SeputarKita, Ngawi – Yayasan Lumbung Madani Indonesia (YLMI) terus memperluas kiprahnya dalam pengelolaan hutan berbasis masyarakat. Setelah sebelumnya memperoleh hak kelola hutan seluas 413 hektare di Desa Banjarbanggi, YLMI kini berhasil mendapatkan akses kelola tambahan seluas 3.040 hektare di Kabupaten Ngawi, Jawa Timur. Dengan demikian, total lahan yang dikelola yayasan ini mencapai 3.453 hektare, tersebar di tiga desa di wilayah Ngawi.
YLMI yang diketuai oleh Syukur Fahruddin atau akrab disapa Shondhey, bersama sejumlah Kelompok Tani Hutan (KTH), berkomitmen untuk menjaga kelestarian hutan sekaligus memperkuat ketahanan pangan. Langkah ini sejalan dengan visi pemerintahan Prabowo-Gibran yang menempatkan ketahanan pangan dan perubahan iklim sebagai prioritas pembangunan nasional.

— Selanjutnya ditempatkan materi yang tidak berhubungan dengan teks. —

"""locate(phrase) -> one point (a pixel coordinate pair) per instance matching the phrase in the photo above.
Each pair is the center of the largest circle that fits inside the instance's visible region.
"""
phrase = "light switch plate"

Komitmen tersebut ditandai dalam acara penyerahan hak kelola yang dihadiri oleh perwakilan Cabang Dinas Kehutanan (CDK) Wilayah Madiun, Koramil, Polsek, Perum Perhutani KPH Ngawi, YLMI, serta ratusan petani hutan. Momentum ini menandai babak baru bagi masyarakat sekitar hutan untuk mengelola lahan secara legal dan berkelanjutan.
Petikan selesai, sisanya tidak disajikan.